11 September 2008

Wordcount Woes - Part 1

Do you spend much time fretting about wordcount?

My hunch is that translators worry about it more than agencies do, because it's often the only metric by which translators earn their daily bread. Agencies have project management, layout, graphics, consulting, rush charges and other metrics to observe, but most translators have one line-item on their invoices: wordcount.

I suppose that we all live and die by it because everybody's calculations get down to wordcount - either source or target text - sooner or later, but no two tools define words the same way, so wordcount can vary considerably.

Still, the bigger issue with wordcount is "wordcount leakage." If you're working vendor-side, how many times have you quoted on a project, then realized that you had overlooked a chunk of text?

  • Graphics are the biggest culprit. The document contains charts and diagrams that require translation, but TM tools don't find those words. Many vendors wisely exclude such text from wordcount and cover it in an hourly or per-graphic charge. (Nobody can ever find the source files for the graphics so that you can localize them properly, but that's a whole other talk show.)
  • Bookmarked text is also slippery. It appears as text (sentences, paragraphs) in one place, and is referred into other places in the document. True, you only translate it in one place, but you need to deal with it - layout, formatting, page flow - in other places as well.
  • Conditional text, a favorite of Framemaker professionals, can also cause you trouble. If you don't calculate wordcount with the conditions set to expose all of the text, you may miss it. The author should arrange for this before handoff.
  • Embedded documents (spreadsheets, word processing, HTML, presentations) are very sneaky.
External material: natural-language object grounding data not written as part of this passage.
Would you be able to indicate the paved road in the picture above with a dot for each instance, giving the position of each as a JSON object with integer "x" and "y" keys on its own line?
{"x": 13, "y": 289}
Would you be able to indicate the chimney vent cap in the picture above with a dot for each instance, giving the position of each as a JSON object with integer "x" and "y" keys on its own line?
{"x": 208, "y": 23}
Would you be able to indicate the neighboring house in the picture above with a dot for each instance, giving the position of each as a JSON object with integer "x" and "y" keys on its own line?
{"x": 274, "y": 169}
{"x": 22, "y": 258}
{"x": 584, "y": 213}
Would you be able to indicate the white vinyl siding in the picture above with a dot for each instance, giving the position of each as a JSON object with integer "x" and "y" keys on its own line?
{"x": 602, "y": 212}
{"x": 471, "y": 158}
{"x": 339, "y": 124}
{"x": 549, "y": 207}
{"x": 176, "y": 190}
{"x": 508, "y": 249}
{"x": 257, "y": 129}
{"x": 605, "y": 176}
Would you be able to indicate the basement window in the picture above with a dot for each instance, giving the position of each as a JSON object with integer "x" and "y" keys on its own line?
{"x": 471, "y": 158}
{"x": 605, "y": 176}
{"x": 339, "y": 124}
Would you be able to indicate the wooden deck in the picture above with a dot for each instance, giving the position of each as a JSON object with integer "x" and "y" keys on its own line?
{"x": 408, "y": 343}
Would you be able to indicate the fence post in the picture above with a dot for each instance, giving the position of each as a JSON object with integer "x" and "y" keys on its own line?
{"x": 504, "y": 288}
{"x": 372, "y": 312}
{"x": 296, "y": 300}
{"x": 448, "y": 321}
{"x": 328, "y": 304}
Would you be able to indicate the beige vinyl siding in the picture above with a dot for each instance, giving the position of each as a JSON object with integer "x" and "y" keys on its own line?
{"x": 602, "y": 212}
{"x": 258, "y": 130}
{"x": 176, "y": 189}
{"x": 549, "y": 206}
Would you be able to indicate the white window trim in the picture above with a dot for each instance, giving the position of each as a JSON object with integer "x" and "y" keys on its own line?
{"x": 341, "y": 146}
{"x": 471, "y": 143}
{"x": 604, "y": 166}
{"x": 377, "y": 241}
We just saw this the other day with an MS Word document that contained several embedded spreadsheets visible only as 1cm square icons on the page; double-clicking the icons opened up the embedded files. The TM tools don't see those words, but the client certainly would have if they had come back untranslated. Fortunately, we caught this in time.
The Moral: Two pairs of eyes should review every file before the TM analysis, NOT one pair of eyes and a TM software package.